In the summer of 1990 I was broadcasting for the Tidewater Tides, the AAA affiliate of the New York Mets. It was a Sunday afternoon game and I had to read a commercial for the Day’s Inn at Military Circle – “Home to the visiting teams of the International League”. I noted that our dreaded rivals, the Columbus Clippers (Yankees ) were coming to town next and said, “Why don’t you call them all at 5 a.m. and welcome them to Tidewater.” Now you have to bear in mind that no one listened to minor league radio broadcasts other than players’ wives.
Or so I thought.
The next afternoon I arrived at the park only to learn that the
Clippers had been besieged with pre dawn wake up calls. Needless to
say they were pissed.
I guiltily went down to their clubhouse and apologized to their manager, Rick Down. He was very gracious, said he
had heard it on the air and thought it was pretty funny. He also
felt this would stir up the team, I might have done him a favor. (It
did. They won that night. So now I had pissed off both teams.) But
Rick was very forgiving.
The Clippers’ trainer however, was not. He went ballistic when he saw
me, calling me words that were too harsh even for DEADWOOD. And he
vowed to get back at me when we were in Columbus the following weekend.
I calmly asked if he ever watched CHEERS. He said, “Yeah, why?”

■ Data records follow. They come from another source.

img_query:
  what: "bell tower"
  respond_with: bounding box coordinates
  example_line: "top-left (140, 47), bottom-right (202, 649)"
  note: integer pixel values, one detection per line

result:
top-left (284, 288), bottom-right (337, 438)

wondering why that was relevant to anything. I then asked if he ever
caught some of the bar wars episodes between Cheers and Gary’s Old
Towne tavern? Again, he said, “Yeah. So what?” “Well, I wrote those
shows, motherfucker, “ I said, “Do you really want to get into a
practical joke war with me?”
That was the last I heard of the trainer.
The moral is clear.
Do NOT fuck with comedy writers! EVER!
We may appear harmless but we can fill your office with sheep just for looking at us funny.